Altcheh Jaime, Grossmann Ulrike, Stass Heino, Springsklee Martin, Garcia-Bournissen Facundo
Hospital de Niños Ricardo Gutiérrez and Instituto Multidisciplinario de Investigacion en Patologias Pediatricas (IMIPP), CONICET-GCBA, Buenos Aires, Argentina.
Bayer AG, Research & Development, Clinical Development & Operations, Acute & Chronic Care & Pediatrics, Berlin, Germany.
PLoS Negl Trop Dis. 2025 Feb 25;19(2):e0012849. doi: 10.1371/journal.pntd.0012849. eCollection 2025 Feb.
Nifurtimox has been used for over 50 years to treat patients with Chagas disease, a potentially life-threatening neglected tropical disease caused by the protozoan parasite Trypanosoma cruzi. Without effective antitrypanosomal treatment, the infection can persist and progress to a chronic, often debilitating, clinical form. Migration and urbanization, as well as the shifting distribution of the parasite's insect vector, have contributed to the emergence of Chagas disease as a global health threat. Administration of nifurtimox involves adjusting the dose for age and body weight. Particularly for children, this often requires the previously available 120 mg tablet to be divided manually, which could be problematic. To address this challenge, a new formulation tablet of nifurtimox was developed. Available in two dose strengths, 30 mg and 120 mg, the new formulation tablets contain a functional score line to facilitate accurate division. In addition, the formulation now allows rapid and easy dispersion in water to form a slurry for use by patients with difficulty swallowing tablets. These features enable more accurate body-weight-based and age-appropriate dosing and administration, which should prove beneficial for younger patients, including newborns and babies with a body weight ≥2.5 kg. Development of the new formulation nifurtimox tablets was guided by substantially updating pharmacological and clinical knowledge of the drug to meet current standards and regulatory requirements. This was achieved by conducting a substantial array of additional non-clinical and clinical studies to better understand and characterize clinically relevant aspects of nifurtimox pharmacokinetics. The efficacy and safety of the new tablet in children with Chagas disease was subsequently demonstrated in a large prospective randomized clinical trial with prolonged follow-up. In the present paper, we review key findings that contributed to the successful clinical development of the new formulation nifurtimox tablet, the availability of which redefines the treatment of young patients with Chagas disease.
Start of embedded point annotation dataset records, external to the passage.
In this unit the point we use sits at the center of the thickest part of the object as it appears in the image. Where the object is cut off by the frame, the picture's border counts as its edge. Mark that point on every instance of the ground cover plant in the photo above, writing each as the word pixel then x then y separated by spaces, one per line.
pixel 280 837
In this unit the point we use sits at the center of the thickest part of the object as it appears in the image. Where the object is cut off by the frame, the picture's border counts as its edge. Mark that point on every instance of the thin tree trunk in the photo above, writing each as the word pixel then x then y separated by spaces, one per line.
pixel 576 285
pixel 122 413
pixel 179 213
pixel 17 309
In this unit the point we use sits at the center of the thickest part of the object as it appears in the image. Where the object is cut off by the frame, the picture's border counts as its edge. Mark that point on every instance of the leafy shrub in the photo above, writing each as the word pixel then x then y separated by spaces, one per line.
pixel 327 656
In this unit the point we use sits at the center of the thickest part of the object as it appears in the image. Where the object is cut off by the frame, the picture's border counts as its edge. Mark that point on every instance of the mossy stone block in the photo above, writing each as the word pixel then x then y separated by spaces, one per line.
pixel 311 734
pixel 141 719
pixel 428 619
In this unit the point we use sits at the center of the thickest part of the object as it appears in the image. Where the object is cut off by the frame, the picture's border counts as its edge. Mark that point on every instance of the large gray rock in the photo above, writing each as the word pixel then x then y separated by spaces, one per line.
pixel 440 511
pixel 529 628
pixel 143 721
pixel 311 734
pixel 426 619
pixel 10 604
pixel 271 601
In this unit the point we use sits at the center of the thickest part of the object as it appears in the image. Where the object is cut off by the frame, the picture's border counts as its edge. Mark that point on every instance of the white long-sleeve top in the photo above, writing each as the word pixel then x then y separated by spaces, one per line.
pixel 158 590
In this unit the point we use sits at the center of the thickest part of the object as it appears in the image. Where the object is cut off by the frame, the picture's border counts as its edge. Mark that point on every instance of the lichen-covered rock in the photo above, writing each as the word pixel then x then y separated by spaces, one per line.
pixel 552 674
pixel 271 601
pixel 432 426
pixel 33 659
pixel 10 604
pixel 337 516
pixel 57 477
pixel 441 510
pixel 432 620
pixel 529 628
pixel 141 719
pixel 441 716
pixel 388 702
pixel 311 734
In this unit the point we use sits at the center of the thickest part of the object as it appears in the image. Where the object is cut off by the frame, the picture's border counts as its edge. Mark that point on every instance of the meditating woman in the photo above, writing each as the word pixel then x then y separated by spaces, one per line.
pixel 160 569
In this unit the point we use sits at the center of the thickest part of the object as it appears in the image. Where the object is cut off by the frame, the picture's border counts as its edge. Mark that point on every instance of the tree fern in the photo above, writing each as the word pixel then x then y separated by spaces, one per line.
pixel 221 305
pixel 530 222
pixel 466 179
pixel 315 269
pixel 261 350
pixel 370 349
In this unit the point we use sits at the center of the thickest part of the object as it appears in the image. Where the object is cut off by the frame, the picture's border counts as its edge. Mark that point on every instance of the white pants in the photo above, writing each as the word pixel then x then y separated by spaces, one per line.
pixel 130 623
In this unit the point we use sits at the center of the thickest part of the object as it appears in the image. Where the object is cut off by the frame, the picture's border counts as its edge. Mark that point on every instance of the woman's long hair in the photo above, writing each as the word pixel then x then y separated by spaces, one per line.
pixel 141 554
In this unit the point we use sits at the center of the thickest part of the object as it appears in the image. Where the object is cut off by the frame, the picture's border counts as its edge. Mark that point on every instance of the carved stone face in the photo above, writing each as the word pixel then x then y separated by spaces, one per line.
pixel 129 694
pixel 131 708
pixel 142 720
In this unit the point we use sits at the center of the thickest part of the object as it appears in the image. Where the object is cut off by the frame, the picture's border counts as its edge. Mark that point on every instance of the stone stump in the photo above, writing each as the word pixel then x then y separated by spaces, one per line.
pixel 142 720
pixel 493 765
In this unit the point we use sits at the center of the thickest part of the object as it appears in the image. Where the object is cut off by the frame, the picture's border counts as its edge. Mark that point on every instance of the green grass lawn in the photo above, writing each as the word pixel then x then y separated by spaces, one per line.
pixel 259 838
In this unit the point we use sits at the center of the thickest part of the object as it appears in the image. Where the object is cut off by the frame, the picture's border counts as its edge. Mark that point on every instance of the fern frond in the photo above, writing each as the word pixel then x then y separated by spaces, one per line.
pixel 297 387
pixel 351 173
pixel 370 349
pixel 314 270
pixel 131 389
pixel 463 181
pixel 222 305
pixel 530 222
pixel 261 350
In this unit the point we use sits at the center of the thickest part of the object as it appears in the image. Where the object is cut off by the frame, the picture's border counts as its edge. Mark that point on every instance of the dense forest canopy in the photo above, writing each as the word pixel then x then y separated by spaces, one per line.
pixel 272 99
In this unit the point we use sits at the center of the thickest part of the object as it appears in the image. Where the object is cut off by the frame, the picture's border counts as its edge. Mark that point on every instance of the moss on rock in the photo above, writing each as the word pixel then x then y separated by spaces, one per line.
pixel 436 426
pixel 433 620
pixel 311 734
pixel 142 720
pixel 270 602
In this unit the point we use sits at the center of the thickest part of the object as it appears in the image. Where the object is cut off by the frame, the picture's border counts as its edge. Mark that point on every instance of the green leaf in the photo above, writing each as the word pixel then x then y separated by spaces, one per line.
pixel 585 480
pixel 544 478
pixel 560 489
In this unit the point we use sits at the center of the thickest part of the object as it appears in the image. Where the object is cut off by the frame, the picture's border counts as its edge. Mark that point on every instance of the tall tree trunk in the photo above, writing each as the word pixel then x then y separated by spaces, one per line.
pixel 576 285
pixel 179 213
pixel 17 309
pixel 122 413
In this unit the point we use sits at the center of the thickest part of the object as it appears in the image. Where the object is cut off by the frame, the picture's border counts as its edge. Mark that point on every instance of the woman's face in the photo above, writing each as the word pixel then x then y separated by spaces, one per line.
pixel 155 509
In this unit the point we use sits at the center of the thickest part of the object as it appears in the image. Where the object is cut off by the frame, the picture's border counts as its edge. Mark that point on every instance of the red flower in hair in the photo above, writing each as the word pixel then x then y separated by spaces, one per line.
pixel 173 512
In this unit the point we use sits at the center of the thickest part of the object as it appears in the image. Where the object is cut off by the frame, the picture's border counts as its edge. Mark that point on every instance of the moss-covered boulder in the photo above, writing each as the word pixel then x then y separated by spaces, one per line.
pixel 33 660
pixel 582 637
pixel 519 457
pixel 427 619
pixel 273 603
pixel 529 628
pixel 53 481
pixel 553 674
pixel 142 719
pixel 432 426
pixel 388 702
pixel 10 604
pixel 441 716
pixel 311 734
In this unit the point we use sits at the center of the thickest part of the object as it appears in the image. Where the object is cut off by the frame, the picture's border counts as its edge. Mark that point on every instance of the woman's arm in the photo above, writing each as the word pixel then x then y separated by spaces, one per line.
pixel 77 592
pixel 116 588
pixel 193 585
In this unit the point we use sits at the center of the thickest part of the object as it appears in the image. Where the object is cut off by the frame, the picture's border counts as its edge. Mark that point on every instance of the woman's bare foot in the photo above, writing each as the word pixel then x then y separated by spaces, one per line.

硝呋替莫已被用于治疗恰加斯病患者50多年,恰加斯病是一种由原生动物寄生虫克氏锥虫引起的潜在威胁生命的被忽视热带病。如果没有有效的抗锥虫治疗,感染可能会持续并发展为慢性临床形式,通常会使人虚弱。移民和城市化以及寄生虫昆虫媒介分布的变化,导致恰加斯病成为全球健康威胁。服用硝呋替莫需要根据年龄和体重调整剂量。特别是对于儿童,这通常需要将以前可用的120毫克片剂手动分割,这可能会有问题。为应对这一挑战,开发了一种新的硝呋替莫制剂片剂。新制剂片剂有30毫克和120毫克两种剂量规格,含有一条功能性刻痕线,便于准确分割。此外,该制剂现在可以在水中快速轻松地分散形成混悬液,供吞咽片剂有困难的患者使用。这些特性能够实现更准确的基于体重和适合年龄的给药,这对年轻患者,包括体重≥2.5千克的新生儿和婴儿应该是有益的。新制剂硝呋替莫片剂的开发以大幅更新该药物的药理学和临床知识为指导,以满足当前标准和监管要求。这是通过进行大量额外的非临床和临床研究来实现的,以便更好地理解和描述硝呋替莫药代动力学的临床相关方面。随后,在一项长期随访的大型前瞻性随机临床试验中证明了新片剂对恰加斯病儿童的疗效和安全性。在本文中,我们回顾了有助于新制剂硝呋替莫片剂成功临床开发的关键发现,其可用性重新定义了恰加斯病年轻患者的治疗方法。